Aug 18, 2015 – 02:18. SUMMARY Google cloud storage lost Data:
From Thursday 13 August 2015 to Monday 17 August 2015, errors occurred on a small proportion of Google Compute Engine persistent disks in the europe-west1-b zone. The affected disks sporadically returned I/O errors to their attached GCE instances, and also typically returned errors for management operations such as snapshot creation. In a very small fraction of cases (less than 0.000001% of PD space in europe-west1-b), there was permanent data loss.
Google takes availability very seriously, and the durability of storage is our highest priority. We apologise to all our customers who were affected by this exceptional incident. We have conducted a thorough analysis of the issue, in which we identified several contributory factors across the full range of our hardware and software technology stack, and we are working to improve these to maximise the reliability of GCE’s whole storage layer.
DETAILED DESCRIPTION OF IMPACT:
From 09:19 PDT on Thursday 13 August 2015, to Monday 17 August 2015, some Standard Persistent Disks in the europe-west1-b zone began to return sporadic I/O errors to their connected GCE instances. In total, approximately 5% of the Standard Persistent Disks in the zone experienced at least one I/O read or write failure during the course of the incident. Some management operations on the affected disks also failed, such as disk snapshot creation.
From the start of the incident, the number of affected disks progressively declined as Google engineers carried out data recovery operations. By Monday 17 August, only a very small number of disks remained affected, totalling less than 0.000001% of the space of allocated persistent disks in europe-west1-b. In these cases, full recovery is not possible.
The issue only affected Standard Persistent Disks that existed when the incident began at 09:19 PDT. There was no effect on Standard Persistent Disks created after 09:19. SSD Persistent Disks, disk snapshots, and Local SSDs were not affected by the incident. In particular, it was possible at all times to recreate new Persistent Disks from existing snapshots.
At 09:19 PDT on Thursday 13 August 2015, four successive lightning strikes on the local utilities grid that powers our European datacenter caused a brief loss of power to storage systems which host disk capacity for GCE instances in the europe-west1-b zone. Although automatic auxiliary systems restored power quickly, and the storage systems are designed with battery backup, some recently written data was located on storage systems which were more susceptible to power failure from extended or repeated battery drain. In almost all cases the data was successfully committed to stable storage, although manual intervention was required in order to restore the systems to their normal serving state. However, in a very few cases, recent writes were unrecoverable, leading to permanent data loss on the Persistent Disk.
This outage is wholly Google’s responsibility. However, we would like to take this opportunity to highlight an important reminder for our customers: GCE instances and Persistent Disks within a zone exist in a single Google datacenter and are therefore unavoidably vulnerable to datacenter-scale disasters. Customers who need maximum availability should be prepared to switch their operations to another GCE zone. For maximum durability we recommend GCE snapshots and Google Cloud Storage as resilient, geographically replicated repositories for your data.
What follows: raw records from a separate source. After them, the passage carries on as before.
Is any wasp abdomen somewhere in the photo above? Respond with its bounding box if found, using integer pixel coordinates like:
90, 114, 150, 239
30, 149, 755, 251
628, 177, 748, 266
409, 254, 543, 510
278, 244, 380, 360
REMEDIATION AND PREVENTION:
Google has an ongoing program of upgrading to storage hardware that is less susceptible to the power failure mode that triggered this incident. Most Persistent Disk storage is already running on this hardware. Since the incident began, Google engineers have conducted a wide-ranging review across all layers of the datacenter technology stack, from electrical distribution systems through computing hardware to the software controlling the GCE persistent disk layer. Several opportunities have been identified to increase physical and procedural resilience, including:
Continue to upgrade our hardware to improve cache data retention during transient power loss. Implement multiple orthogonal schemes to increase Persistent Disk data durability for greater resilience. Improve response procedures for system engineers during possible future incidents.